The Penrose Inquiry into acquired infection from blood products
Last Reviewed 26/06/2015
By Beth McCleverty
On the 25th of March 2015, the final report of the Penrose Inquiry was published. The Penrose Inquiry, a Scottish Public Inquiry into Hepatitis C/HIV acquired infection from NHS treatment in Scotland with blood and blood products, was set up by Scottish Ministers under the Inquiries Act 2005.
At the recent Cross Party Group on Rare Diseases meeting earlier this month, Dan Farthing Sykes (Haemophilia Scotland) provided a report on the Penrose Inquiry. Dan explained that in the late 1970s and early 1980s, the introduction of new Factor VIII and Factor IX Concentrates had doubled the life expectancy for severe Haemophilia to over 55 years. However, these products were made using manufacturing pools containing blood from thousands of blood donors and if one donor had a blood borne virus, such as HIV or Hepatitis C, the batch of products would become infective. This led to a significant number of Haemophillia patients being infected with HIV or Hepatitis C. Dan reported the number of infections and deaths and gave some idea of the impact of the disaster and outlined how the need to campaign for decades had been an extra burden on the community.
The Penrose Inquiry took more than six years to complete and an estimated cost of £12 million. The Inquiry involved 89 days of oral evidence, however many people felt disappointed that they had not been given the opportunity to give evidence. Dan highlighted just some of the powerful evidence that was confirmed by the Report.
Dan explained that for many of those affected, the report was considered a whitewash.

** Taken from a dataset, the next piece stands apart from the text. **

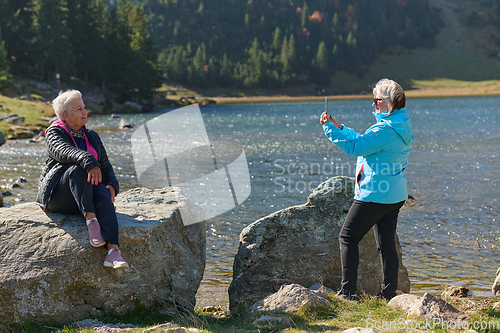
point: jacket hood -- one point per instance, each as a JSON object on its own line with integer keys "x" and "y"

The lack of a strong condemnation of the disaster, that individuals were not held to account, and that no recommendations about learning lessons in relation to bleeding disorders were made, have all contributed to the sense of betrayal of those affected.
Dan highlighted what actions Haemophilia Scotland, and others, have called for and what had happened so far in response. In particular, the Scottish Government apology, accepting moral responsibility, has been important to many people. A Financial Support Review Group is being established to advise the Scottish Government on how financial support should be provided. It is has been agreed that getting people the financial support they need is the top priority.
The Scottish Government are committed to conducting pilot projects to examine the best ways of providing psychosocial support in Scotland with a view to providing a national service.
That a Short Life Working Group is being established to implement the Penrose Report Recommendation on look-back.
That a new national Haemophilia committee, The National Managed Clinical Network for Inherited Bleeding Disorders, is being established and will give a stronger patient voice in decisions about service delivery.
That discussions have begun about a stronger patient voice in decisions about purchasing clotting factor products.
That the Health (Tobacco, Nicotine etc. and Care) (Scotland) Bill makes provision to introduce a Duty of Candour which, if well implemented, could help improve transparency.
Shona Robison has made a statement in relation to access to the new Direct Acting Antivirals for Hepatitis C, saying that “it is very important that those who have been affected through the infected blood and blood products are given an opportunity to have those treatments.”